Carita Parahyangan (Tale of Parahyangan, official Sundanese script: ) is a text contained in a single manuscript written around the late 16th century, registered as Kropak 406 from the former collection of the Bataviaasch Genootschap voor Kunsten en Wetenschappen (Batavian Society of Arts and Sciences), now in the Perpustakaan Nasional (National Library) in Jakarta. It was identified as early as 1882 by Holle as the "Carita Parahyangan", the name derived from Parahyangan highlands in West Java, originated from Sundanese words which mean "the abode of hyangs (gods)". Since that time the manuscript has received much scholarly attention.

The Carita Parahyangan tells the history of the Sunda Kingdom, from the early Galuh period in the early 8th century, during the era of Wretikandayun and King Sanjaya, until the fall of Pakuan Pajajaran in the 16th century, the capital of Sunda kingdom under invasion by the Banten Sultanate assisted by the Cirebon and Demak Sultanates.

The manuscript consists of 47 leaves of lontar palm leaf manuscript measuring 21 by 3 cm; each leaf contains four lines, written in Old Sundanese script in Old Sundanese language.

==Content and translations==
This manuscript consists of two parts.

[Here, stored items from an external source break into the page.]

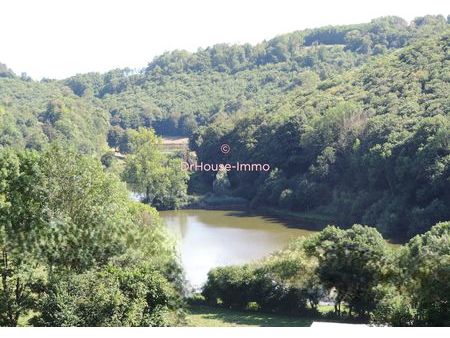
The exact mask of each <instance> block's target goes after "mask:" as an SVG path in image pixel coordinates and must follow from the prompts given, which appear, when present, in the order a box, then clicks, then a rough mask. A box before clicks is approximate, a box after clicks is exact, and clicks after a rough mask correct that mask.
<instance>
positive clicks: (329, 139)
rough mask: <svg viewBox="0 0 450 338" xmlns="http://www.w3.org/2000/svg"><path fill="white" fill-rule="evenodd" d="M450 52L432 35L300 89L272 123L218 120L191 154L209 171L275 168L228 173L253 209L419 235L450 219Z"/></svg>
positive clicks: (232, 172)
mask: <svg viewBox="0 0 450 338" xmlns="http://www.w3.org/2000/svg"><path fill="white" fill-rule="evenodd" d="M448 48H449V32H448V31H446V32H443V33H441V34H435V35H434V36H433V37H432V38H426V39H422V40H420V41H419V42H417V43H412V44H411V45H410V46H408V47H405V48H402V49H400V50H398V51H394V52H393V53H390V54H388V55H386V56H383V57H381V58H376V59H373V60H371V61H370V62H368V63H367V64H365V65H364V66H362V67H360V68H358V69H356V70H354V71H350V72H346V73H345V74H342V75H338V76H334V77H333V78H332V79H328V80H325V81H322V82H321V83H320V84H318V85H317V86H316V87H315V88H312V89H305V88H298V89H296V90H294V91H292V92H291V93H289V94H287V96H286V97H285V99H284V100H283V101H282V102H281V103H280V104H278V105H277V106H276V107H275V108H272V109H271V110H270V111H269V112H268V113H266V114H261V113H254V114H238V115H236V116H235V118H234V119H233V120H232V121H230V120H229V119H218V120H217V121H216V122H215V123H213V124H211V125H209V126H206V127H203V128H200V131H199V132H198V133H196V134H195V135H194V137H193V139H192V146H193V149H194V150H196V151H197V154H198V157H199V160H201V161H204V162H209V163H210V162H215V163H223V162H224V161H225V160H226V161H229V162H231V163H235V162H237V161H240V162H255V163H269V164H270V165H271V168H272V171H271V172H270V173H269V174H268V173H254V172H230V173H229V180H230V182H231V186H232V187H234V189H235V190H234V193H235V194H236V195H239V196H243V197H246V198H248V199H251V200H252V204H253V205H254V206H260V205H270V206H277V207H281V208H285V209H291V210H299V211H311V210H316V211H320V212H321V213H326V214H330V215H332V216H333V219H334V220H335V222H336V223H337V224H340V225H351V224H353V223H355V222H362V223H363V224H370V225H376V226H377V228H378V229H379V230H380V231H381V232H382V233H383V234H385V235H387V236H390V237H400V238H409V237H411V236H412V235H415V234H417V233H422V232H424V231H426V230H427V229H429V227H430V226H431V225H433V224H435V223H436V222H438V221H443V220H447V219H449V217H450V208H449V206H450V195H449V189H448V187H449V174H450V171H449V170H450V168H449V160H450V143H449V141H450V140H449V135H450V120H449V107H450V101H449V92H450V85H449V79H448V74H449V72H450V59H449V50H448ZM222 143H228V144H229V145H230V146H231V149H233V151H232V152H231V153H230V155H227V156H226V157H225V156H223V155H222V154H221V153H220V152H217V149H218V147H220V145H221V144H222ZM204 176H207V175H206V174H205V175H204ZM207 179H209V180H210V181H212V180H213V179H214V176H212V175H210V176H209V177H205V180H207Z"/></svg>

The larger part, the Carita Parahyangan proper, is a text on Sundanese kings and kingdoms from the pre-Islamic period. After earlier publication by Holle (1882a) and Pleyte (1914a) it was Poerbatjaraka /91919-21) who gave a complete transliteration of the manuscript. In 1962 Noorduyn (1962a, 1962b) devoted two important papers to the texts; in the first he managed to restore the order of the folio of the manuscript which was in disarray; in the second he gave an annotated transliteration and translation of the first part of the text. In a third paper, Noorduyn (1966) published several additions and corrections to the earlier text edition, which were based on a careful rereading of the original manuscript.

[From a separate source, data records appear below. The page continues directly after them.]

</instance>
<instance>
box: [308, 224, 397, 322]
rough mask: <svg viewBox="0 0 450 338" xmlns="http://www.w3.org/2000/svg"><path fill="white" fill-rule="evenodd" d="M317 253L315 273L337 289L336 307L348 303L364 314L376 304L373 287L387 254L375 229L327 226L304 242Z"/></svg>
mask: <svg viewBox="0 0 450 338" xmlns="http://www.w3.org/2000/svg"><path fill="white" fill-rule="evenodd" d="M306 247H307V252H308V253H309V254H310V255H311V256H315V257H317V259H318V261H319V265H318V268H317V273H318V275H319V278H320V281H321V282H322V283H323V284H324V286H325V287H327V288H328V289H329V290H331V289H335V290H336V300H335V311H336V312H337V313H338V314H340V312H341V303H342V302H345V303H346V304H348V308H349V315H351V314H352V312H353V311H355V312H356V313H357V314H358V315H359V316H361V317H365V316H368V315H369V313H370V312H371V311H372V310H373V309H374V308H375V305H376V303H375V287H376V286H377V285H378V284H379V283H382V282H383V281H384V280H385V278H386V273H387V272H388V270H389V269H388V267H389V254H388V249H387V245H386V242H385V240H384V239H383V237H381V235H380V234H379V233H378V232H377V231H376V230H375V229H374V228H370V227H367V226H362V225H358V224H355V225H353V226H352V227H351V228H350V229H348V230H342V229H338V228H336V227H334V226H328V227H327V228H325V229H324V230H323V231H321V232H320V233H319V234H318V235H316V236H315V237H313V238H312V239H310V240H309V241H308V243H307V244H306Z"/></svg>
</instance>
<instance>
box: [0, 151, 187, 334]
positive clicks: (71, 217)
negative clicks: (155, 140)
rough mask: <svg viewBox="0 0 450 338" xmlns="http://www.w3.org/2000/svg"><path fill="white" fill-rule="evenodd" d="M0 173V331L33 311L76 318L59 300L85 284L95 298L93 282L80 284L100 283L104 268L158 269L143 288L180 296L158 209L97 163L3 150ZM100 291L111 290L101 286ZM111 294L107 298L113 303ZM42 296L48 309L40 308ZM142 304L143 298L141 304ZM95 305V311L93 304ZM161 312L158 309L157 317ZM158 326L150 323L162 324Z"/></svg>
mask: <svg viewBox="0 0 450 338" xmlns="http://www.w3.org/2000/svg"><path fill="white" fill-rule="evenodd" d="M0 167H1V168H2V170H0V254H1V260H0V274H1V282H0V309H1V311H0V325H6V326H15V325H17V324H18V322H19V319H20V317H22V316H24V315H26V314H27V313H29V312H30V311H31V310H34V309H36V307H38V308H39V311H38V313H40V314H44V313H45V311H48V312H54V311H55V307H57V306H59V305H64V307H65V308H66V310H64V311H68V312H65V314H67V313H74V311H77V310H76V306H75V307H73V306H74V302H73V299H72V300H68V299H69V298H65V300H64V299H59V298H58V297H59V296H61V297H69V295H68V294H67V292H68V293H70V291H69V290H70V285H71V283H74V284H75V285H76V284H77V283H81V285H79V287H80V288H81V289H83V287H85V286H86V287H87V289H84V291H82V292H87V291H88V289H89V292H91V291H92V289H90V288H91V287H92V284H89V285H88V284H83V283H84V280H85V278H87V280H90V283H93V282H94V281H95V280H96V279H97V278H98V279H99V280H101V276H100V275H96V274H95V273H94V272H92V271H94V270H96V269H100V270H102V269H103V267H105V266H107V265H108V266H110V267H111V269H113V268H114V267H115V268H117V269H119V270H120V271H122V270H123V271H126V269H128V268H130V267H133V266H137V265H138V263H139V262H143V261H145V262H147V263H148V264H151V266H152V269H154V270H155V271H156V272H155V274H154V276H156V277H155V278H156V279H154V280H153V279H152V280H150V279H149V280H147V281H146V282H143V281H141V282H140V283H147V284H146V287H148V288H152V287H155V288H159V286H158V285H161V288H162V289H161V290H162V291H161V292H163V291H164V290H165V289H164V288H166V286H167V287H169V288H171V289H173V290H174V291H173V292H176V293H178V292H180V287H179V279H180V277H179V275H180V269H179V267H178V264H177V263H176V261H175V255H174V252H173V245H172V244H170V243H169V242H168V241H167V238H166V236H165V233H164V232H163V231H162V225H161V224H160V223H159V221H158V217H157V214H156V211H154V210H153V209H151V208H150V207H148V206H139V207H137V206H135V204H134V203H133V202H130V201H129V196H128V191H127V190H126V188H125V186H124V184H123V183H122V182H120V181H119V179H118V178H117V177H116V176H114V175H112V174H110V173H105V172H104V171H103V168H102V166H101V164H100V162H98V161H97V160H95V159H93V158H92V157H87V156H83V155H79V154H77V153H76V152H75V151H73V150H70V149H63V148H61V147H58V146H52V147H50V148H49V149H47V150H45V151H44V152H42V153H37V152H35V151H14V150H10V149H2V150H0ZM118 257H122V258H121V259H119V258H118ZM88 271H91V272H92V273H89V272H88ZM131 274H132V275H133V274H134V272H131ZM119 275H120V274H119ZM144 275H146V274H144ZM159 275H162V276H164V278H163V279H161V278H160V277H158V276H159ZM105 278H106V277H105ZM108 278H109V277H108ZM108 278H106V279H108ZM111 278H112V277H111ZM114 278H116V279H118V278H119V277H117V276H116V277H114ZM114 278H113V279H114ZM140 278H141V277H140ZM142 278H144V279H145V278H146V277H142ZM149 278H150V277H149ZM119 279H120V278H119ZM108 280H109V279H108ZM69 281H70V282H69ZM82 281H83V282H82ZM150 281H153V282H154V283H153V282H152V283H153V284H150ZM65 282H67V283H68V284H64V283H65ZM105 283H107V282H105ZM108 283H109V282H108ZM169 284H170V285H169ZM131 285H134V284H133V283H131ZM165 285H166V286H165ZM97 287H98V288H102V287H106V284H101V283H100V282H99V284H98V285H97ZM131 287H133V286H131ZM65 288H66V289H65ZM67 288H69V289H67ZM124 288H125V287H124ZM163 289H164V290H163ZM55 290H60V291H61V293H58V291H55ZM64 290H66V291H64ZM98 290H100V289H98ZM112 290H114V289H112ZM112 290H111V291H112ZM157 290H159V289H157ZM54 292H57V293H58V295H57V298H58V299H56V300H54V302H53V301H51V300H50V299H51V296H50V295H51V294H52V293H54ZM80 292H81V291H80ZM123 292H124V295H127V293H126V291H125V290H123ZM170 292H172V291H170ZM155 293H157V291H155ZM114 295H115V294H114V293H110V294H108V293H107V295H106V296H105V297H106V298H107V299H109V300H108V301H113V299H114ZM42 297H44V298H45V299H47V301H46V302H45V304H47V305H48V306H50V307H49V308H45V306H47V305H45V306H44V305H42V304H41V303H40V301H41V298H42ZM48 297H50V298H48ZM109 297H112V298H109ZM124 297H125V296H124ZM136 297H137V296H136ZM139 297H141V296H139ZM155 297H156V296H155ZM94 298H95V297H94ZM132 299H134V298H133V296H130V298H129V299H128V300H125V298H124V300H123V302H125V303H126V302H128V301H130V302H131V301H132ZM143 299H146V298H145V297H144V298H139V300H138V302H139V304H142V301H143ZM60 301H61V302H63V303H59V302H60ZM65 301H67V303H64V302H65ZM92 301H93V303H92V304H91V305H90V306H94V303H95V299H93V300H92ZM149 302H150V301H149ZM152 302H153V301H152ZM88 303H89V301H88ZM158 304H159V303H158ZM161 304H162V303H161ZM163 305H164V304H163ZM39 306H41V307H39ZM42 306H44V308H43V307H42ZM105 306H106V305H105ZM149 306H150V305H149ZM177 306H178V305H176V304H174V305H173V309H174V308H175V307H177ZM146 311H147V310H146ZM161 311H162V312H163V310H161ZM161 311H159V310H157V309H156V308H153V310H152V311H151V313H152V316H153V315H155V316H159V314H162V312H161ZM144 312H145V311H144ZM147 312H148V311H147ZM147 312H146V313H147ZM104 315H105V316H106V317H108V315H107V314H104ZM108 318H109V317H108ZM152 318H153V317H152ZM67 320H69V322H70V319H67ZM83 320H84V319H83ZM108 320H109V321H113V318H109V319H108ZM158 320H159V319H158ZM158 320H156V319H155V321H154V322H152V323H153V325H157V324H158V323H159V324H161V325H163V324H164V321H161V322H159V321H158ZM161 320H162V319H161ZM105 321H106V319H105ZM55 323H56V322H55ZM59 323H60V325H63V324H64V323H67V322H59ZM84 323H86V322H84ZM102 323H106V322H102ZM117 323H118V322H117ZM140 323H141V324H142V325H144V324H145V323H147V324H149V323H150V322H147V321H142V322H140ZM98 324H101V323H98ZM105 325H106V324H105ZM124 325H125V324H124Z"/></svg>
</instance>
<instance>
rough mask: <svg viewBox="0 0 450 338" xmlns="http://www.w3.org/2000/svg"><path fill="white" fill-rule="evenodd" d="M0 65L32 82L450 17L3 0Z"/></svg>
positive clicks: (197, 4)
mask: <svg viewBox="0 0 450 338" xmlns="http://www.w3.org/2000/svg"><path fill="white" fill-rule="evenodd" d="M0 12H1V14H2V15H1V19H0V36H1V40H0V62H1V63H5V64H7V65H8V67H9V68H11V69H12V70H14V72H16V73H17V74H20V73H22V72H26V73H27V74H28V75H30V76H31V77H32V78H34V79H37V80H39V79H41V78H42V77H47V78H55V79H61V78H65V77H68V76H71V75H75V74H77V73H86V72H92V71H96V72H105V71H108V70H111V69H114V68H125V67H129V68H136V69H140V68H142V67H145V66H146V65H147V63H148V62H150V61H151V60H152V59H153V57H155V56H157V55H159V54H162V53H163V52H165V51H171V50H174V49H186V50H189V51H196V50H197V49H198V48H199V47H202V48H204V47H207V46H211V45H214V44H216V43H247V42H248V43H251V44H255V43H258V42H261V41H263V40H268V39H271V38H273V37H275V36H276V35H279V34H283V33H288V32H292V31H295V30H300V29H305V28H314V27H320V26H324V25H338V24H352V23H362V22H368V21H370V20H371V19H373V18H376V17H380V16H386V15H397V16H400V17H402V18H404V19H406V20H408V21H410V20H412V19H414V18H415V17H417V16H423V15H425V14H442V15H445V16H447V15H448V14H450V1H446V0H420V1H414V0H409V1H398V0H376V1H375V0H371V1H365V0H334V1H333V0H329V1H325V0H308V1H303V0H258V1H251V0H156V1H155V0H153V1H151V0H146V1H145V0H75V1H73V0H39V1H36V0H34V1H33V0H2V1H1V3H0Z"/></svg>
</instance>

Based on Noorduyn's restoration of the order of the leaves in the major part of the manuscript, a new transliteration, with a translation in Indonesian and notes, was published by Atja and Danasasmita (1981c). In 1995 Darsa and Ekadjati presented a new edition and translation of the manuscript. In this work, the other part of the manuscript, called by the editor Fragmen Carita Parahyangan, was published for the first time. This is a text found on 13 leaves (lempir) or 25 “pages”; graphically the two texts are different insofar as the Fragment has an irregular number of lines (3-6) per page, unlike the Carita Parahyangan proper which consistently has four lines writing per page. Moreover, there are minor scriptural differences between the two parts of the manuscript. The Fragment contains “three main stories of rulers of Sunda kingdom with the capital city of Pakuan Pajajaran”. Its second, larger part is quite interesting from the viewpoint of social and economic history (Darsa and Ekadjati 1995:6). In a more recent paper Darsa (1999) discussed in more detail the relation between the two texts in Kropak 406; it is clear that at an early stage the two texts must have been brought together in a single manuscript.